A number of residents walked up to the fence to see what had happened. One woman, who didn’t want to be named, said she hadn’t even heard it was leaving the city.

“It’s sad to see,” said Jeff Miller, a Rossmoor resident. “It had a lot of memories."

However, Miller added, he thinks Seal Beach will fill the spot with something similar.

“I’m sure they’ll have some other restaurant,” Miller said.

Sean Crumby, assistant city manager, said the city is hoping to start a search for interested businesses to take over the empty space. 
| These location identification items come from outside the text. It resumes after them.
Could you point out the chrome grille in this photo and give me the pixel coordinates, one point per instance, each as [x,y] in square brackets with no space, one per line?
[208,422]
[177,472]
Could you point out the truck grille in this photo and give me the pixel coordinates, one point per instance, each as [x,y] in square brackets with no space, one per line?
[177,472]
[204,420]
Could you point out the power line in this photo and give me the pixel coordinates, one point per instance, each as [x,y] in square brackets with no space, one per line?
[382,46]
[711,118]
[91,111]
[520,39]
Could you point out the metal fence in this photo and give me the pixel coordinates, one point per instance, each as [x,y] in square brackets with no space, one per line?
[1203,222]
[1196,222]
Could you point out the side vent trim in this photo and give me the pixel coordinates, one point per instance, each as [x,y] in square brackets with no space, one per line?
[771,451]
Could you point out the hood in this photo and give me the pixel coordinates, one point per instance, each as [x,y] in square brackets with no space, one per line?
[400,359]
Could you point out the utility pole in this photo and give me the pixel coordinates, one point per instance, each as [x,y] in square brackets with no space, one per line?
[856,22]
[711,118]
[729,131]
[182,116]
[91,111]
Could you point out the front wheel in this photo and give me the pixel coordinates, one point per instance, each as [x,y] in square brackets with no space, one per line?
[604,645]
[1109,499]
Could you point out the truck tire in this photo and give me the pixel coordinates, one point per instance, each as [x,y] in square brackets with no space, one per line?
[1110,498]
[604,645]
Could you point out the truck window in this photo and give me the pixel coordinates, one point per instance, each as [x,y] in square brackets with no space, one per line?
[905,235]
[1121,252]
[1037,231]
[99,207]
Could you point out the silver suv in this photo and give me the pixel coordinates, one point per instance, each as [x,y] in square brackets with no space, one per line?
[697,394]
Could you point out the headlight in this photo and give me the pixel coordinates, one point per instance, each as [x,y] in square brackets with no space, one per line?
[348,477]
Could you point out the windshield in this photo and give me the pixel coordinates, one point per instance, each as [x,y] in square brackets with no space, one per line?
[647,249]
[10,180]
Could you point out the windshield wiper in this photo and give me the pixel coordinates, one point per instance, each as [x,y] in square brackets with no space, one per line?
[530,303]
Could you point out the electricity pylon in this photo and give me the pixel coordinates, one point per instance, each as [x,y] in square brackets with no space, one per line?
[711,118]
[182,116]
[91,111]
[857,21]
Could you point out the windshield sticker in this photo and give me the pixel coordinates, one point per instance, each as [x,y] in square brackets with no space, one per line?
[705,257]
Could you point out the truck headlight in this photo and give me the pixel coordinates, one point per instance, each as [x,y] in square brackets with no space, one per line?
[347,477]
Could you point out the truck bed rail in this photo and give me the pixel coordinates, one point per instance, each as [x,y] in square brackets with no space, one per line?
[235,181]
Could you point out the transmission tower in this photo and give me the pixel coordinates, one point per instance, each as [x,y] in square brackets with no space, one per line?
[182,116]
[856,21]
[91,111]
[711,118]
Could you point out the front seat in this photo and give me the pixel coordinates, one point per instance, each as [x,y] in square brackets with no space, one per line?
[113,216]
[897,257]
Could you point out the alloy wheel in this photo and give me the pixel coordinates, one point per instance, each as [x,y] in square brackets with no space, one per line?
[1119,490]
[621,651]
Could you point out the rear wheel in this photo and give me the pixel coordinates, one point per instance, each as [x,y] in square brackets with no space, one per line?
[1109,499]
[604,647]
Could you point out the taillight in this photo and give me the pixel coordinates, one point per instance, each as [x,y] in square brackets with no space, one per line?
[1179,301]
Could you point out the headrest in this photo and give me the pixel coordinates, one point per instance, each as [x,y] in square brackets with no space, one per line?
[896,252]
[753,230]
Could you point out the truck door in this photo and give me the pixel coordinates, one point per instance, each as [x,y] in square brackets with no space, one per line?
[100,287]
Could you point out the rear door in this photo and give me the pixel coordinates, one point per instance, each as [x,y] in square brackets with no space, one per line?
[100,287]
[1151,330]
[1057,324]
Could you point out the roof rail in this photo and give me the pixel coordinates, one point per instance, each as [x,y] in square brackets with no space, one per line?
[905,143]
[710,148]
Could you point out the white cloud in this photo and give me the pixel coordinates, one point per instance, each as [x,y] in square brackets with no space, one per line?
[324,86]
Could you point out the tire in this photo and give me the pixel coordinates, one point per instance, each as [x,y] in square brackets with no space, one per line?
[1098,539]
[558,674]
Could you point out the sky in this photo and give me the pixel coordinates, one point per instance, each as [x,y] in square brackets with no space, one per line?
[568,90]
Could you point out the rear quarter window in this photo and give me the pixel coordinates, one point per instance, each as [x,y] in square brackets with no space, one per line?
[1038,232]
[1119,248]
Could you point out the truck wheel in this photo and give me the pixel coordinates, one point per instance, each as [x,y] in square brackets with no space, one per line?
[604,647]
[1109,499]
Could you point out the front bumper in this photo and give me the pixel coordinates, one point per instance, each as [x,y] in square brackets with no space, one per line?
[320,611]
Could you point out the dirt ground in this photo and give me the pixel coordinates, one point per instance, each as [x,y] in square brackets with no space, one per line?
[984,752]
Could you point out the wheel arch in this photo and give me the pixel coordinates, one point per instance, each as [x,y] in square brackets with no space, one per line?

“We’re looking a replacement," Crumby said. "And we’ve already gotten a few calls from numerous interested parties.”

Crumby said the city is still ironing out a plan to take care of the property until a new business comes in.

According to Crumby, Ruby’s was on a ten-year lease with the city, which expired in October. Crumby said the business decided not to renew the lease and instead went to a month-to-month leasing arrangement, which Ruby’s ended in January.

“I can’t comment as to why they would have decided to leave,” Crumby said.

Tad Belshe, executive vice president of operations for Ruby’s Diner, said the move was a “business decision.”

“It’s sad for us to leave the Seal Beach Pier, but you know as a business, it happens,” Belshe said.

According to Belshe, Ruby’s and the city couldn’t “come to an agreeable, happy ending,” over the property, but he declined to go into specifics.

“We respect the city’s proposal, and the city respects us for not being able to get there,” he said. “We just didn’t come to terms.  There are so many components. There’s not one thing … It’s the whole package.”

“And it just didn’t make sense,” he added.

Belshe said the company is trying to find positions for the site’s former workers at other Ruby’s locations in the surrounding area, and he urges locals to try the Ruby’s a few miles north, at the corner of Pacific Coast Highway and Westminster.

According to Belshe, the restaurant had been in the city since its grand opening Sept. 13, 1987.